De volgende lijst verkent twaalf van de meest invloedrijke theorieën die voortkomen uit de studie van oefenpsychologie. Hoewel deze theorieën inzicht bieden in het bewegingsgedrag, spreken ze mogelijk niet iedereen aan. Misschien ligt de sleutel om te begrijpen waarom we worstelen met de trainingsgewoonte in alle volgende concepten ...

1. Fasen van Verandertheorie

Deze theorie, voorheen bekend als het Transtheoretical Model of Change, werd in 1983 gecreëerd door James Prochaska en Carlo Di Clemente en suggereert dat mensen zes stadia van verandering doormaken. Van niet nadenken over verandering tot het volledig adopteren van een nieuw gedrag, deze theorie is gebruikt in een breed scala aan contexten, waaronder verslavingen, lichaamsbeweging en gezondheidszorg. Het maakt het ook mogelijk om heen en weer te bewegen, dit continuüm van verandering dat mogelijk terugvalt in de precontemplation fase na te denken dat we oefening een gewoonte hebben gemaakt.

Fase één, pre-contemplatie, treedt op wanneer we niet eens een verandering overwegen (zelfs als anderen denken dat we dat zouden moeten). Fase twee, contemplatie, vindt plaats wanneer we beginnen te denken aan verandering en worden gevolgd door de derde fase, voorbereiding. Deze fase vindt meestal dat de wisselaar zich klaarmaakt om de volgende stap in actie te zetten, de vierde fase. Actie is de fase waarin oefening begint; roken stopt, of nagelbijten stopt. Onderhoud, de vijfde fase, vindt plaats wanneer we ons voor meer dan 6 maanden aan de verandering hebben verbonden, wanneer ten slotte het nieuwe gedrag een tweede natuur wordt die leidt tot de laatste fase, beëindiging.

2. Sociale leertheorie

Social Learning Theory is ontwikkeld door Alfred Bandura in 1961 en suggereert dat gedrag geconditioneerd is en wordt gemotiveerd door verschillende stimuli, onze reacties en het leren van onze omgeving. Wat meer is, als we een bepaald gedrag genoeg observeren en versterkt worden om dit te doen, zullen we het vaker doen.

Als we bijvoorbeeld opgroeien in een gezin waar beide ouders fysiek actief zijn, hebben we de neiging om zelf actief te zijn. Als we bovendien in een samenleving leven die fysieke activiteit viert, kunnen we doorgaan met oefenen vanwege het positieve rendement (zoals minder lichaamsvet, meer energie en de positieve opmerkingen die volgen).
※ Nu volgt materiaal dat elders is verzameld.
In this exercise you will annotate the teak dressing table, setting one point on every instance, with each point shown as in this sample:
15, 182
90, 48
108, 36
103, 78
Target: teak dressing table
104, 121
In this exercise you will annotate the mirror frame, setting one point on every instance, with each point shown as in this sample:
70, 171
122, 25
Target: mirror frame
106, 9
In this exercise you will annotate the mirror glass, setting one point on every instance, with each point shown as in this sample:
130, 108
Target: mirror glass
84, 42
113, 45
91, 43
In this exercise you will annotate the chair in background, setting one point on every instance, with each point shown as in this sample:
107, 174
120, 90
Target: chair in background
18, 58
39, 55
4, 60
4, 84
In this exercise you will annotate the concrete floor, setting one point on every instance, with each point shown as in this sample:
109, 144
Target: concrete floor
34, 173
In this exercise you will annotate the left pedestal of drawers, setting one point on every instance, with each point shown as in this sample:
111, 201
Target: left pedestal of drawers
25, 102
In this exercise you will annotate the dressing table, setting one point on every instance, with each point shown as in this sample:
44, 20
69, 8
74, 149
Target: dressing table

3. Theorie van beredeneerde actie

In 1967 formuleerden Martin Fishbein en Icek Ajzen deze theorie om te helpen verklaren hoe onze attitudes en percepties betrekking hebben op onze acties. De theorie stelt dat als we geloven dat er een positieve uitkomst van ons gedrag zal zijn, we ons zullen bezighouden met dat gedrag. Naast onze houding speelt ons sociale ondersteuningssysteem een ​​grote rol in hoe we ons gedragen.

Als we bijvoorbeeld geloven dat bewegen tijdverspilling is en een praatje maken met een groep mensen die liever naar de kroeg dan naar de sportschool gaat, is de kans groot dat we de training voor een bord nacho's afstaan. Helaas, als we een gezonde verandering willen maken, moeten we misschien onze overtuigingen uitdagen over trainen en een groep mensen vinden die het zullen ondersteunen om succesvol te zijn.
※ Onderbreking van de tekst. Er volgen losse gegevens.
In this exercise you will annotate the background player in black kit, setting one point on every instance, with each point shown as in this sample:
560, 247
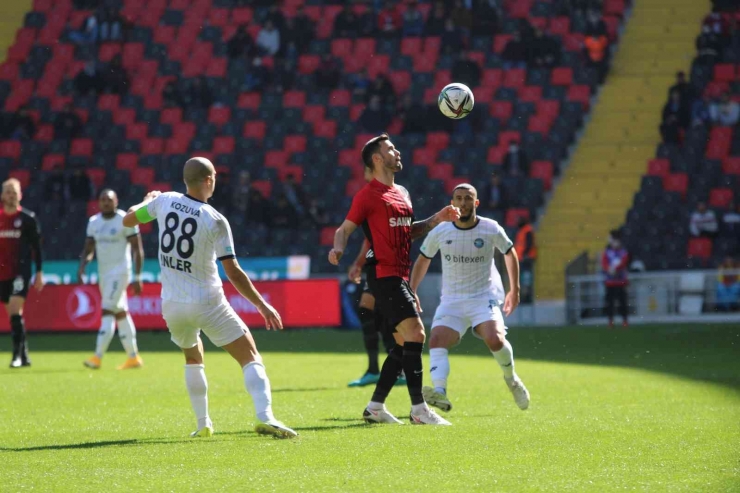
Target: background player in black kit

4. Theorie van gepland gedrag

Na de Theory of Reasoned Action ging Icek Ajzen in 1985 schurken en suggereerde dat er een stuk ontbrak in zijn oorspronkelijke theorie, een perceptie van controle. In de Theory of Planned Behavior zijn niet alleen onze persoonlijke attitudes en sociale druk een factor, onze perceptie van hoeveel controle we hebben over het nemen van deze beslissing is van invloed op de vraag of we het doen of niet. Maar wacht ... er is meer! good intentions to change. De 3 genoemde factoren leiden alleen tot goede bedoelingen om te veranderen. Tussen intenties en verandering is er de hoeveelheid tijd die het kost om deel te nemen aan dat gedrag dat zijn 'succes maakt of verbreekt.
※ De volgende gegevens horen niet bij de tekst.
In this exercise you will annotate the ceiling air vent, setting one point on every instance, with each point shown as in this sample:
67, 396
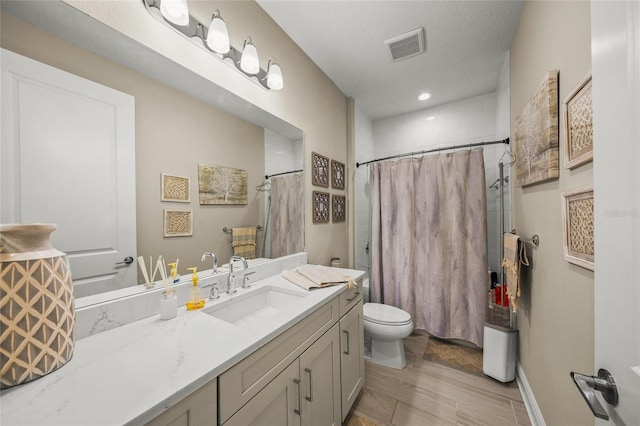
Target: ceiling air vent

Daarom, als we een positieve houding tegenover lichaamsbeweging hebben en vasthouden aan een menigte die een goede training waardeert, maar geloven dat we geen tijd hebben (een van de meest populaire redenen om niet te oefenen), is de kans groot dat we onze trainingen uitstellen tot morgen . Omgekeerd, als alle factoren op elkaar zijn afgestemd, kunnen we ons oefenprogramma op maandag beginnen. Als het vrijdag is, is de tijd tussen intentie en gedrag minder en is de kans groot dat we naar die yogaklas gaan. Verleng die startdatum echter verder en onze kansen beginnen te verminderen.

5. Health Belief Model

Dit model werd in het begin van de jaren vijftig ontwikkeld door een groep sociale wetenschappers die probeerden te achterhalen waarom mensen zich niet bezighouden met activiteiten voor gezondheidspreventie (zoals oefeningen en screeningen van de gezondheid). De basis van dit model omvat 2 factoren; ten eerste, de wens om ziekte te voorkomen of te herstellen door de activiteit te doen en ten tweede, de overtuiging dat de activiteit of gezondheidsactie tot dit resultaat zal leiden.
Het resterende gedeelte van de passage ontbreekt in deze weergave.